Política de saúde quilombola

Luís Eduardo Batista conta que, entre os atores com quem se reuniu, estavam as comunidades quilombolas. “Lideranças disseram: faz sentido termos a Política de Saúde da População Negra (PNASQ), mas as populações quilombolas têm demandas específicas”, e isso foi acolhido pela ministra, segundo ele. Uma série de estratégias começam a ser desenvolvidas, e hoje está aberta uma consulta pública para a Política Nacional de Saúde Integral da População Quilombola.

Segundo o plano de ação da assessoria, essa política deve ser publicada até o meio do ano. Hoje, seu texto destaca a importância de reduzir as iniquidades, ampliar o atendimento por meio da telessaúde, valorizar as práticas culturais e tradicionais das comunidades quilombolas, combater o racismo ambiental e garantir a participação no controle do SUS. A consulta pública fica aberta para contribuições até dia 31/3.

Entre os objetivos da assessoria para 2025, além de PNASQ, estão a revisão da Política Nacional das Pessoas com Doença Falciforme; a instalação de Comitês de Equidade na Rede de Atenção Psicossocial (Raps); o acompanhamento da Rede Alyne, novo nome da iniciativa que busca reduzir as mortes maternas e ampliar o acesso a saúde de mães e bebês; além de planos para a educação na saúde, a resposta a desastres climáticos e a requalificação da Saúde Indígena.

“Ter ações afirmativas na contratação de pessoal do Ministério da Saúde é estratégico”, reflete Luís Eduardo, “mas ter a medicação para as pessoas com doença falciforme é fundamental; ter uma primeira infância antirracista é fundamental; garantir o respeito às religiões afro-brasileiras nos institutos e nos hospitais federais é fundamental”.

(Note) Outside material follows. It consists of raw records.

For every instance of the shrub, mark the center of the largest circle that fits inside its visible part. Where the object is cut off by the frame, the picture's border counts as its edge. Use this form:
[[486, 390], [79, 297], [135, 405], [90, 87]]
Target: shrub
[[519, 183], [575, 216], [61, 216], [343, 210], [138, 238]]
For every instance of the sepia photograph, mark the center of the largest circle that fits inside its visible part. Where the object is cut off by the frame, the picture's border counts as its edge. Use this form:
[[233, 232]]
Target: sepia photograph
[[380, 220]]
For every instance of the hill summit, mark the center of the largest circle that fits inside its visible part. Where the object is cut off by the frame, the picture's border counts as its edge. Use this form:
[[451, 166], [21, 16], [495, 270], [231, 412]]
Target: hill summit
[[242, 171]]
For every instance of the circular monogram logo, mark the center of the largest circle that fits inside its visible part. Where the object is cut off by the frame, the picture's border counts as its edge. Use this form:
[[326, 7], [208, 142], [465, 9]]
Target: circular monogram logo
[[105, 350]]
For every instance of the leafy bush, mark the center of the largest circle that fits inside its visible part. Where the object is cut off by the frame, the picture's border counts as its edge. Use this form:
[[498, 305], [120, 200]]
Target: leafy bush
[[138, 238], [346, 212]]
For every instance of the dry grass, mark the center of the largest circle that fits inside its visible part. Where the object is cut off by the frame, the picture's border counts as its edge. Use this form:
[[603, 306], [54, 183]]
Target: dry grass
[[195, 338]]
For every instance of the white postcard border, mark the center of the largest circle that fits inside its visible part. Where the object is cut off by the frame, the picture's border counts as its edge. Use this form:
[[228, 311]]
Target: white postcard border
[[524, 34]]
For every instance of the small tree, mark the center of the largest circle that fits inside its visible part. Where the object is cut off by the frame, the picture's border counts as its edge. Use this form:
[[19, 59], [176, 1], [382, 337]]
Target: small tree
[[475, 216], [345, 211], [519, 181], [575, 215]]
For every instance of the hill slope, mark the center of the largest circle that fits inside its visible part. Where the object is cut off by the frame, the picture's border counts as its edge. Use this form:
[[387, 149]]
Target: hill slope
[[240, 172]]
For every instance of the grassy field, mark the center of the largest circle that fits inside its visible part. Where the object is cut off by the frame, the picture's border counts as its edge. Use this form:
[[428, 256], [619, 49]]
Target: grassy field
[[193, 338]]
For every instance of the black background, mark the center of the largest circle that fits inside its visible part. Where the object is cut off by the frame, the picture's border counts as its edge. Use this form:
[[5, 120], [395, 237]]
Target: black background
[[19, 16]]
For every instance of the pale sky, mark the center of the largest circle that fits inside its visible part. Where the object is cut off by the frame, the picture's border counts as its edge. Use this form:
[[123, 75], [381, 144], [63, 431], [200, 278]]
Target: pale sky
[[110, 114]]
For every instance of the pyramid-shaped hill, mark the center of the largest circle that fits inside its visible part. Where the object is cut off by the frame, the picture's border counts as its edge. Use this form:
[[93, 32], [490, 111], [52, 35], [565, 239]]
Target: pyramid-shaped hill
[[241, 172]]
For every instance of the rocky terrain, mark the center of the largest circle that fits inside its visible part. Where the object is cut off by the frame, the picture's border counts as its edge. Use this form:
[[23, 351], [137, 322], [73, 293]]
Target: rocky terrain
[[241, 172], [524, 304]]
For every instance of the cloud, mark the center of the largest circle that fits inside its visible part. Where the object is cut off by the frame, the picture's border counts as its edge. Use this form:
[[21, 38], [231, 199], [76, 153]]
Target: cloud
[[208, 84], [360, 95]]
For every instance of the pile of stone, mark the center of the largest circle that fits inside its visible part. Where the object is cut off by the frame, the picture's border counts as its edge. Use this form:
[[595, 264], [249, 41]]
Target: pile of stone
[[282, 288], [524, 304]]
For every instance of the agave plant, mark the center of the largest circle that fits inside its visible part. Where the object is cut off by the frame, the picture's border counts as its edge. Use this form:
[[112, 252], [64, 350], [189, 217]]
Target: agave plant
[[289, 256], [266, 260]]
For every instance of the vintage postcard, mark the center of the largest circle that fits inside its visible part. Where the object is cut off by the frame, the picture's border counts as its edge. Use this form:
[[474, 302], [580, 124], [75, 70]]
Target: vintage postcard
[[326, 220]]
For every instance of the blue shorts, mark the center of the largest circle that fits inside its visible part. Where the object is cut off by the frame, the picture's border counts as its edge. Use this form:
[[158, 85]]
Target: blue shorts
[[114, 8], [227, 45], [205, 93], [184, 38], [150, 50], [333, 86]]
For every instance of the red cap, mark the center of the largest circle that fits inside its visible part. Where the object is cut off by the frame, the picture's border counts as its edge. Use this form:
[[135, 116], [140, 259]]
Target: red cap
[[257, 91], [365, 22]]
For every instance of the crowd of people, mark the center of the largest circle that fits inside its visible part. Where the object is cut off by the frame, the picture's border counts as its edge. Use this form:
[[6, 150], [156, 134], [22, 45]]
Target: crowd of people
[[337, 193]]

E nada disso se concretizará sem a ação da sociedade, reforça Hilton Silva: “Somente com a mobilização social, com a organização dos movimentos, como tem sido sempre, é que essas pautas vão continuar a ter a visibilidade que precisam.” E, sobre o ministro Padilha, ele tem esperança de que haja continuidade: “Eu acredito que ele tem compromisso com a saúde da população negra, mas é muito necessário que a gente se mobilize” para continuar demonstrando para ele a importância da continuidade das iniciativas, defende Hilton.